0
votes

Given this valid C or C++ code

int x() {
    int numbers[3]; // Lets suppose numbers are filled in with values
    int sum = 0;
    for (const int* p = &numbers[0]; p != &numbers[3]; ++p)
        sum += *p;
    return sum;
}

This code uses pointer arithmetics and as far as I know it is valid to have a pointer point to the one past last element inside an array, referencing that pointer is uspecified but we can have a pointer point to that position. So, &p[0], &p[1], &p[2] and &p[3] are valid pointers, and p[0], p[1] and p[2] are valid values.

If I replace the int array with a std::vector everything should be fine, we get this code

#include <vector>
int x() {
    std::vector<int> numbers(3);
    int sum = 0;
    for (const int* p = &numbers[0]; p != &numbers[3]; ++p)
        sum += *p;
    return sum;
}

But running under Visual C++ 2017 in DEBUG mode I get this exception "vector subscript out of range", that is triggered from MS STL library because the implementation asumes that using operator[] we are automatically referencing the underlaying value, wich is not the case. This is MS STL code that do the bounds check ...

    _NODISCARD _Ty& operator[](const size_type _Pos)
        {   // subscript mutable sequence
 #if _ITERATOR_DEBUG_LEVEL == 2
        if (size() <= _Pos)
            {   // report error
            _DEBUG_ERROR("vector subscript out of range");
            }
 #elif _ITERATOR_DEBUG_LEVEL == 1
        _SCL_SECURE_VALIDATE_RANGE(_Pos < size());
 #endif /* _ITERATOR_DEBUG_LEVEL */

        return (this->_Myfirst()[_Pos]);
        }

I don´t get the error if I replace &numbers[0] and &numbers[3] with numbers.begin() and numbers.end().

I agree this is really ugly code, but I simplify the real code just to expose the bug.

The original code was using &vec[0] on a vector with zero elements.

So my question is:

Is this a BUG on Microsoft Visual C++ STL implementation or there is some restriction on operator[] for vectors<>?
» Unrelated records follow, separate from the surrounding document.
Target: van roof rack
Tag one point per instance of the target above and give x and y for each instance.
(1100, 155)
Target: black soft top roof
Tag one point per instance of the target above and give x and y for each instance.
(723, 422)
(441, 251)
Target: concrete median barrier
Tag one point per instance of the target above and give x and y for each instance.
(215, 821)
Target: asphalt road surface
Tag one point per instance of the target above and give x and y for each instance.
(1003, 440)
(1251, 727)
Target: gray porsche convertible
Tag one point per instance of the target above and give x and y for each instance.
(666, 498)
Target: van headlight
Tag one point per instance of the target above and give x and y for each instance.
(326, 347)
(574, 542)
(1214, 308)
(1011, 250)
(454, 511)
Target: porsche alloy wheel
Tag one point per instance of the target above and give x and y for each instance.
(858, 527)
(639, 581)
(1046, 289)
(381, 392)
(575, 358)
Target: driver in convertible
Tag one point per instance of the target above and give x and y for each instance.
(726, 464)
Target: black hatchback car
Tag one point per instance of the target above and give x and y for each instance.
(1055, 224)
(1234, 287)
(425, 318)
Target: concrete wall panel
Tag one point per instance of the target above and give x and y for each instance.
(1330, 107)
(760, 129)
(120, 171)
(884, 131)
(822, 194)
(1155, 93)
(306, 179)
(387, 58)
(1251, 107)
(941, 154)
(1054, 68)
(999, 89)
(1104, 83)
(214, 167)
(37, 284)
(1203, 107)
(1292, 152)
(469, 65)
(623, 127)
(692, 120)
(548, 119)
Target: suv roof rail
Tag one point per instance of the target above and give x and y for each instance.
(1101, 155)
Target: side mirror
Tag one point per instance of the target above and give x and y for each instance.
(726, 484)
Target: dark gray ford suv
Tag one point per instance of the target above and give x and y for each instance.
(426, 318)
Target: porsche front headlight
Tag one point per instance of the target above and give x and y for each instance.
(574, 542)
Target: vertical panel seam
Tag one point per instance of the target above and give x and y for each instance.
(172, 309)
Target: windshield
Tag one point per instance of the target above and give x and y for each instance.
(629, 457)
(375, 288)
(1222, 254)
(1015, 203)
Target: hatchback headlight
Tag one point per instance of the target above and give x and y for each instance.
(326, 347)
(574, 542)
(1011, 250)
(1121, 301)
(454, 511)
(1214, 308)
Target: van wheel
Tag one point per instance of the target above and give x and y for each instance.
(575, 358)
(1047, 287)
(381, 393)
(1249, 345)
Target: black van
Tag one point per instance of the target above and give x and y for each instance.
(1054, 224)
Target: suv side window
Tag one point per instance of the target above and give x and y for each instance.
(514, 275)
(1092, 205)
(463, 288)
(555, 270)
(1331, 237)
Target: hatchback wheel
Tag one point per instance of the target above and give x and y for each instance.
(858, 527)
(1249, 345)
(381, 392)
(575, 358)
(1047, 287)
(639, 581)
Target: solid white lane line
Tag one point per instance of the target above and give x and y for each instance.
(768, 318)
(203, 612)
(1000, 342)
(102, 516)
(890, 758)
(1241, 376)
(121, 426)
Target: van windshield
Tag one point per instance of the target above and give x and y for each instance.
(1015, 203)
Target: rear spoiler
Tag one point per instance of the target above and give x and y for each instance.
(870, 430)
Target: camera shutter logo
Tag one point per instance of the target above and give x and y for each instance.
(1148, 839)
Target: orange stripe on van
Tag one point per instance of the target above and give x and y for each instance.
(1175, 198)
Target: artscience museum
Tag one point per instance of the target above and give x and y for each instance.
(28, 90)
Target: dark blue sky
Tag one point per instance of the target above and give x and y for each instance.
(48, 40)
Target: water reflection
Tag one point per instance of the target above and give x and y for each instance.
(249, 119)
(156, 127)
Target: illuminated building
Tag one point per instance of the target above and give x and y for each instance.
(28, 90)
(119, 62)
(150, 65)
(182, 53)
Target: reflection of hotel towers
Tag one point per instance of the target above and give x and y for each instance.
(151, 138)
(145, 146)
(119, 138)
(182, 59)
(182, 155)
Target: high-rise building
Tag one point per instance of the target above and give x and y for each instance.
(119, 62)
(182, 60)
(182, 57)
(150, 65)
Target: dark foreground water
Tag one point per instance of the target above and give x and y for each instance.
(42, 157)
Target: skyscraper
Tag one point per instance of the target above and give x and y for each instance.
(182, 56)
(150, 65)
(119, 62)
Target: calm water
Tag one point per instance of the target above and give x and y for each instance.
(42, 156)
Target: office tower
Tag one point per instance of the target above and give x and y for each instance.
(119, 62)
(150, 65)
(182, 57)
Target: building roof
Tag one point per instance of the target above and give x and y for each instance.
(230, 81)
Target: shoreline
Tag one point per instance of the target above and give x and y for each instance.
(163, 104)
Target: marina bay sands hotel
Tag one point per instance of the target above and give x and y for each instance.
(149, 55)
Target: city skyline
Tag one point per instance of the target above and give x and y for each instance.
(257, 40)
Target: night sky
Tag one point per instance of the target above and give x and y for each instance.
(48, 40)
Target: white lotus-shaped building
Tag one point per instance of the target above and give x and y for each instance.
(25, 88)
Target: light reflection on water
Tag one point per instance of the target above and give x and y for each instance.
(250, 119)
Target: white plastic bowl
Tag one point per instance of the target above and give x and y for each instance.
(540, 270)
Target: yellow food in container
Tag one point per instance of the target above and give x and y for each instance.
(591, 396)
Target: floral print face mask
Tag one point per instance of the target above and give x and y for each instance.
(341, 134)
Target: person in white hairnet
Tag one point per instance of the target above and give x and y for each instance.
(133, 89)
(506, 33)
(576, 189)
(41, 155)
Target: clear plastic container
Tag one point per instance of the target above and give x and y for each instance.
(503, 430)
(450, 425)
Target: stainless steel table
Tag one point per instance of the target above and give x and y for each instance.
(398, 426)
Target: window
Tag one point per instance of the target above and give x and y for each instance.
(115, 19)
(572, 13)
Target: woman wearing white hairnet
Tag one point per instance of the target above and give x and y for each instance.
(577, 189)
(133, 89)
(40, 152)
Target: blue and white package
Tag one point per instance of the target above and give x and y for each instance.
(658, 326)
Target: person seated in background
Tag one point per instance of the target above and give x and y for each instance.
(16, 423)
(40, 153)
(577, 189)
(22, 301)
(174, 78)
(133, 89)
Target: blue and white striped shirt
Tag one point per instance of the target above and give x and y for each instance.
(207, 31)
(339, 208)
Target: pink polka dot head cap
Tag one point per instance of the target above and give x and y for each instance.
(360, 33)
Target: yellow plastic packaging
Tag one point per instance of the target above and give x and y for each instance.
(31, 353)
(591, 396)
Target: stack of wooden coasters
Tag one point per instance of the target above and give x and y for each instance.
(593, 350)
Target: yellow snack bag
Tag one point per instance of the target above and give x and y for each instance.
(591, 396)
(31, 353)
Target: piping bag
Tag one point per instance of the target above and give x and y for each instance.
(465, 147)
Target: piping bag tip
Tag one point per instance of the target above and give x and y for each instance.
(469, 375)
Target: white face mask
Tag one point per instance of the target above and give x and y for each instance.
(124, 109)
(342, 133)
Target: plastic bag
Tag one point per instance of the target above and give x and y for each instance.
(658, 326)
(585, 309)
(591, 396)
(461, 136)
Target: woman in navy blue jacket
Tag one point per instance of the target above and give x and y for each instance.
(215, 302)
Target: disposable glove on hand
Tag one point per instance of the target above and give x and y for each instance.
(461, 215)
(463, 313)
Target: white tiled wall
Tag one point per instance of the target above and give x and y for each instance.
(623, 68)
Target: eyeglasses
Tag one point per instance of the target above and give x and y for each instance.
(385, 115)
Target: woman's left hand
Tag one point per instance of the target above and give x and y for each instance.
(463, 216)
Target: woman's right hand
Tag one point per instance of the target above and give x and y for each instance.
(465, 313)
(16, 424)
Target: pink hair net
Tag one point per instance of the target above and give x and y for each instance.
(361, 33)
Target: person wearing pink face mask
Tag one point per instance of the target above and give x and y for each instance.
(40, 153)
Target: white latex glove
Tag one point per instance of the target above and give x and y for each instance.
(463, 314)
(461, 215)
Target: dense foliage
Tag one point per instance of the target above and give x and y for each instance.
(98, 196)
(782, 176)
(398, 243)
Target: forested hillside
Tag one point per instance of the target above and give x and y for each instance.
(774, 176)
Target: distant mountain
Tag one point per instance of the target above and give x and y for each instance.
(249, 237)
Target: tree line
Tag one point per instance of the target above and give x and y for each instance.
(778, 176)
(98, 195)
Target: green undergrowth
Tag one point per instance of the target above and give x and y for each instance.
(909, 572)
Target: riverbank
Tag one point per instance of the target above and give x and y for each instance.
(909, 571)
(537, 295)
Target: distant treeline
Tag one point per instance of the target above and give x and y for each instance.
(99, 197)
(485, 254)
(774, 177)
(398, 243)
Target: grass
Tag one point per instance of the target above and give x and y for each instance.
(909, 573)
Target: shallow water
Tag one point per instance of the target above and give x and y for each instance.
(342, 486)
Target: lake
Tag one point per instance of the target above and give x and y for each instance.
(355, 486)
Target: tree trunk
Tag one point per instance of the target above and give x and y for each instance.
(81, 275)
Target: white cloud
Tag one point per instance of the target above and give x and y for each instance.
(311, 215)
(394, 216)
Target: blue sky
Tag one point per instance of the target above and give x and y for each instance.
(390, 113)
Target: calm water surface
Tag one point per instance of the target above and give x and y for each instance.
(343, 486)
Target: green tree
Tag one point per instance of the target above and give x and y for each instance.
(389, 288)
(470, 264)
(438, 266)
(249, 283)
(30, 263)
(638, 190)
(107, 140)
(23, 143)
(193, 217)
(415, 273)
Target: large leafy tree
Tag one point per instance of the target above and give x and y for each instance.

I know that replacing [] by at() would be a bug, but I understand &vec[size] should still be valid for std::vector<>

4
I don't believe &p[3] is a valid pointer, because p[3] is invalid to start with. p+3 is a valid pointer, that points to the intended location though, as is vec.begin()+3Mooing Duck
This is MSVS being "helpful". Compile in release mode if you don't want debugging support.NathanOliver
Also, FWIW, the standard way to do this is auto sum = std::accumulate(std::begin(container_name), std::end(container_name), container_name::value_type{});NathanOliver
@NathanOliver i'd be tempted to use 0 and not container_name::value_type{}Caleth
@Caleth Yeah. When I wrote it I was thinking to myself, it would be nice to have a std::value_type type trait that would give use the type for containers or arrays. Generic programing FTW.NathanOliver

4 Answers

3
votes

It has been a grey area whether obtaining a pointer to the one past the last element with &p[n] is well defined.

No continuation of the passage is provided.